Background. Youth unemployment is currently one of the biggest problems in European society. It can reduce the economic prosperity and psychological well- being of unemployed youth. Positive psychological capital (PsyCap) and self-compassion are linked with a number of positive constructs. Those include satisfaction with life, positive affect and personal initiative to make needed changes in one’s life. Thus, PsyCap and self-compassion could be promising resources enhancing the psychological well-being of unemployed youth.

The aims of the study are: 1) to reveal relation between PsyCap and self-compassion with life satisfaction of unemployed youth; 2) to investigate the difference between PsyCap and self-compassion for higher and lower levels of life satisfaction among unemployed youth.

Methods. The sample consisted of 80 unemployed Lithuanians aged 19-29 (38% male, 62% female). The Psychological capital questionnaire (Luthans et al., 2007), Satisfaction With Life scale (Diener et al., 1985), and Self-Compassion scale (Neff, 2003a) were used in the study.
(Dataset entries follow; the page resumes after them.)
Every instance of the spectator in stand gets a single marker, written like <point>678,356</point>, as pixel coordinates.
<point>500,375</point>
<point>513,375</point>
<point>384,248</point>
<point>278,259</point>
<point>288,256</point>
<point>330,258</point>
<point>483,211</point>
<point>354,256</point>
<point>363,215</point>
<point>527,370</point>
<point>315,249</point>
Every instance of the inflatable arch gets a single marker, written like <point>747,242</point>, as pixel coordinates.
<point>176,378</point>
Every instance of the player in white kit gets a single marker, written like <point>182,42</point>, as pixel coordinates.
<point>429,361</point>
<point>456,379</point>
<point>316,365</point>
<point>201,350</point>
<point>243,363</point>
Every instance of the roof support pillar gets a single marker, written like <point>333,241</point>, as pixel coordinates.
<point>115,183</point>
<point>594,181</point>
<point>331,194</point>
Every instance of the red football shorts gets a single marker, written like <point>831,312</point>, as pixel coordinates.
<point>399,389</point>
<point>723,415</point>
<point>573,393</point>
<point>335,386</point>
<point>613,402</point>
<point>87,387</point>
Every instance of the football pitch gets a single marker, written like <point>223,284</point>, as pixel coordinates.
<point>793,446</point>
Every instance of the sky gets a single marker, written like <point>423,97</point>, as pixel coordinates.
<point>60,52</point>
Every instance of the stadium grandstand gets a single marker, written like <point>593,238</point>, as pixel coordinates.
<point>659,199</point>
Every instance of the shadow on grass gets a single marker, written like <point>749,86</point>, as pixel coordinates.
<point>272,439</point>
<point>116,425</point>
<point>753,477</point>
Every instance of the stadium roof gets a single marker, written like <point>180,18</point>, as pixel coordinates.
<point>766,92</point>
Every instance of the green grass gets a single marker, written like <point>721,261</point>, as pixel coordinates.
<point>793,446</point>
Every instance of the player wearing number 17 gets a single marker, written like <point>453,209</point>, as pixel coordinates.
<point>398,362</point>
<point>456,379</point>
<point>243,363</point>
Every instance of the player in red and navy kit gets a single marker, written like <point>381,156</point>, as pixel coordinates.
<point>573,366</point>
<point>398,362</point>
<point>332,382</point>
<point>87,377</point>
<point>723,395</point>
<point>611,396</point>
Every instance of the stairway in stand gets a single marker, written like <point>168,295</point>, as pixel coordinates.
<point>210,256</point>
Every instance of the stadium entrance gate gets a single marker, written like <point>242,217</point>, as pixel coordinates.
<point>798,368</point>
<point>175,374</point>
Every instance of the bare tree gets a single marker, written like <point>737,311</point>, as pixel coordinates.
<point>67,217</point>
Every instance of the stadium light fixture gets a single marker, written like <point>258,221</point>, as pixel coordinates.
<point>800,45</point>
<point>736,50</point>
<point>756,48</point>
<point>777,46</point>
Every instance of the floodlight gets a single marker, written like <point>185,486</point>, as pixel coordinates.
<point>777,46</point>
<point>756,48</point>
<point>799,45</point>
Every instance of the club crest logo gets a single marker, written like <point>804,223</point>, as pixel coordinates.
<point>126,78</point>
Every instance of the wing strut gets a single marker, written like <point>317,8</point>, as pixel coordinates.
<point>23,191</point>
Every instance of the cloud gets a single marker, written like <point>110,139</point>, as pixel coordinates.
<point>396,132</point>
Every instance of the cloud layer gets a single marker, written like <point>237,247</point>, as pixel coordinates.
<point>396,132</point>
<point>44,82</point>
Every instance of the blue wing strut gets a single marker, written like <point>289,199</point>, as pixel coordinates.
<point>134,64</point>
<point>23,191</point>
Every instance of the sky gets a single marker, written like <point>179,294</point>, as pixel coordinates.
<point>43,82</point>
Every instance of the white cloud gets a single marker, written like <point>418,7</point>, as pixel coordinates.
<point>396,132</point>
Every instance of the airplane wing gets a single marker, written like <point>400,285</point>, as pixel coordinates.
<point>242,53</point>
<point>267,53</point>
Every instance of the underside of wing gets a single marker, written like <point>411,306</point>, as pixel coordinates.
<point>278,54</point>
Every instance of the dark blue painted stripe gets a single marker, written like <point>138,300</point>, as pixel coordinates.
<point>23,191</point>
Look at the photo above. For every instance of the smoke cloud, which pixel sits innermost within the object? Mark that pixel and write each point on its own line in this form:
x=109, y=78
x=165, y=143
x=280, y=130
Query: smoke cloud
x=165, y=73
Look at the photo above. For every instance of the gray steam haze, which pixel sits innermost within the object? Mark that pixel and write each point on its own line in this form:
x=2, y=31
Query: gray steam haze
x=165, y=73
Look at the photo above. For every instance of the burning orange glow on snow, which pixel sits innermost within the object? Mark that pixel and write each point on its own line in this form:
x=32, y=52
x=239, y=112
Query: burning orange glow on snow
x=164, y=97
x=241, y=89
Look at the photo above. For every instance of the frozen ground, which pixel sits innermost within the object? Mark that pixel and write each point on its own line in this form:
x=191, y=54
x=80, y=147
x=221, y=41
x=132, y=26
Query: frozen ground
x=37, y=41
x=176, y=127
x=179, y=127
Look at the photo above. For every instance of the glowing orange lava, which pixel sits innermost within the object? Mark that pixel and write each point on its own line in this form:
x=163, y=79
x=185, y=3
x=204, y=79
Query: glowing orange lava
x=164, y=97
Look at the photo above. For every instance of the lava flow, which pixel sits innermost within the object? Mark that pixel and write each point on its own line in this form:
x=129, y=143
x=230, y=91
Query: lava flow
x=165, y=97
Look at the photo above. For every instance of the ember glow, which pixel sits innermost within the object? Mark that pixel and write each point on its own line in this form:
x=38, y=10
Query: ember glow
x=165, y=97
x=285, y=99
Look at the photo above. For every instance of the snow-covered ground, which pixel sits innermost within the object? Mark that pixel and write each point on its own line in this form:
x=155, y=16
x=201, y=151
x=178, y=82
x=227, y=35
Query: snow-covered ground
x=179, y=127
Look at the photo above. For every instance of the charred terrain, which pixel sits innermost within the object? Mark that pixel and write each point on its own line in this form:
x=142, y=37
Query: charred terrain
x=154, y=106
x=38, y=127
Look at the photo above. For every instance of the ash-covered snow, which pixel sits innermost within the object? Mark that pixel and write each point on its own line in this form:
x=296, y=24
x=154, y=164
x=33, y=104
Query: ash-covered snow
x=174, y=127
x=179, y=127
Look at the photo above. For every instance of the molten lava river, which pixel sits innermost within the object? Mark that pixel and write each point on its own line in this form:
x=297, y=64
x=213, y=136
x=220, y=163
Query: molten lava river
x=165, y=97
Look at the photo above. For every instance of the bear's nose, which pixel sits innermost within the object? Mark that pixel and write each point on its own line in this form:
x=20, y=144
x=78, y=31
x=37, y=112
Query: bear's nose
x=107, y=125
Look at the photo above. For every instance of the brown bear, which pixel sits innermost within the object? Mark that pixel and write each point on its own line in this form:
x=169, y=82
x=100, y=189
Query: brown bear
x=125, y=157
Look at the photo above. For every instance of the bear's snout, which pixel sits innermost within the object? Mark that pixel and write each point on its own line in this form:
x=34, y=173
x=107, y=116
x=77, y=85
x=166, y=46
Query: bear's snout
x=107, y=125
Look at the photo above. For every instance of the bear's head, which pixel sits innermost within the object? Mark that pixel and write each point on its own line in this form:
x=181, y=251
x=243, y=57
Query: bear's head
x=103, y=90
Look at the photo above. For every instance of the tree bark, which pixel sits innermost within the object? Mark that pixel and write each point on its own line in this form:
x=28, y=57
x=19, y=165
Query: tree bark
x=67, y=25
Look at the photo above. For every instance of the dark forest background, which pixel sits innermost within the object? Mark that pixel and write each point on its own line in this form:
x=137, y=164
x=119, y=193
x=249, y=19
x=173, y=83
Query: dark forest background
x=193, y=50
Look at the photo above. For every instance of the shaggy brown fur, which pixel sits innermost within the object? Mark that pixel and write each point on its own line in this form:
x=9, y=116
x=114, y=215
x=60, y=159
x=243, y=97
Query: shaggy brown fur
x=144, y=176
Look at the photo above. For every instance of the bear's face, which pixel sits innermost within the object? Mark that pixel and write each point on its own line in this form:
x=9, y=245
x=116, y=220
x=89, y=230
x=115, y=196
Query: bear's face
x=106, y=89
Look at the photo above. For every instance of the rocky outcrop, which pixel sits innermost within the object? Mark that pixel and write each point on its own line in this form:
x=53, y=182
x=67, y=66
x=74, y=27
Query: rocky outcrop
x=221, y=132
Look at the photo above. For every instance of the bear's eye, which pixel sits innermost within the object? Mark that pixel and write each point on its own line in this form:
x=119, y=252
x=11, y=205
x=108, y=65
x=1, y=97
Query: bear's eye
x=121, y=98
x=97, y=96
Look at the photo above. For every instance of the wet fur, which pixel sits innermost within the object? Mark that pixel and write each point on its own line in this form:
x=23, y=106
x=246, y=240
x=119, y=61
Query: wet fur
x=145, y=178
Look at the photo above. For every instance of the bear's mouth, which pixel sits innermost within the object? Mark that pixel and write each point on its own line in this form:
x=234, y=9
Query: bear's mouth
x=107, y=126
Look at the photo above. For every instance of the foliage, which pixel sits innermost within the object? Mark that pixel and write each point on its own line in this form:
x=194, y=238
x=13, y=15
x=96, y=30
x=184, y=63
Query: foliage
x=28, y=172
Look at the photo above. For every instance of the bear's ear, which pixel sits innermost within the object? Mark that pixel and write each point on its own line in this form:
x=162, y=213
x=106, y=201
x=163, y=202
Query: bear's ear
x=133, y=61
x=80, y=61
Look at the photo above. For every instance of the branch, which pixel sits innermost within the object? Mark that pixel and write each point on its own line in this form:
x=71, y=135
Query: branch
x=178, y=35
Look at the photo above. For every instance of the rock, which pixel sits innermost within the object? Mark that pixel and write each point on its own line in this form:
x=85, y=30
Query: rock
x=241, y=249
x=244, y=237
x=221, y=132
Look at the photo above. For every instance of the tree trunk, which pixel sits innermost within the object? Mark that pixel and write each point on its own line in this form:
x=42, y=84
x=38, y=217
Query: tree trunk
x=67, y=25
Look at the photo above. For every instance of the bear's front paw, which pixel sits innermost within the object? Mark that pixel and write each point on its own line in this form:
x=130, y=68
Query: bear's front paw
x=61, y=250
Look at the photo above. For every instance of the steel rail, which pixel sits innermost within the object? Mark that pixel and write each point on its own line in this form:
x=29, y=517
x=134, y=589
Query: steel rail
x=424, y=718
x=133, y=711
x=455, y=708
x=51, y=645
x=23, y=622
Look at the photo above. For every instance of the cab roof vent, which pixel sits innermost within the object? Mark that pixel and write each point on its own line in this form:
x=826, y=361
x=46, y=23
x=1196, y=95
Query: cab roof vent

Results. Positive and significant correlations were found between PsyCap and life satisfaction. Moreover, we found positive and significant correlations between PsyCap components and all positive self-compassion components. Although life satisfaction positively correlates with total self-compassion, however, not all positive components of self-compassion correlate with the life satisfaction of unemployed youth. Furthermore, unemployed youth highly satisfied with life had higher levels of PsyCap and self-compassion compared to unemployed youth who were less satisfied with life.

Conclusions. Our findings revealed positive correlations between PsyCap and self-compassion with life satisfaction of unemployed youth. Future research is needed in order to explore the causality between variables. 


Keywords


psychological capital, self-compassion, life satisfaction, unemployed youth.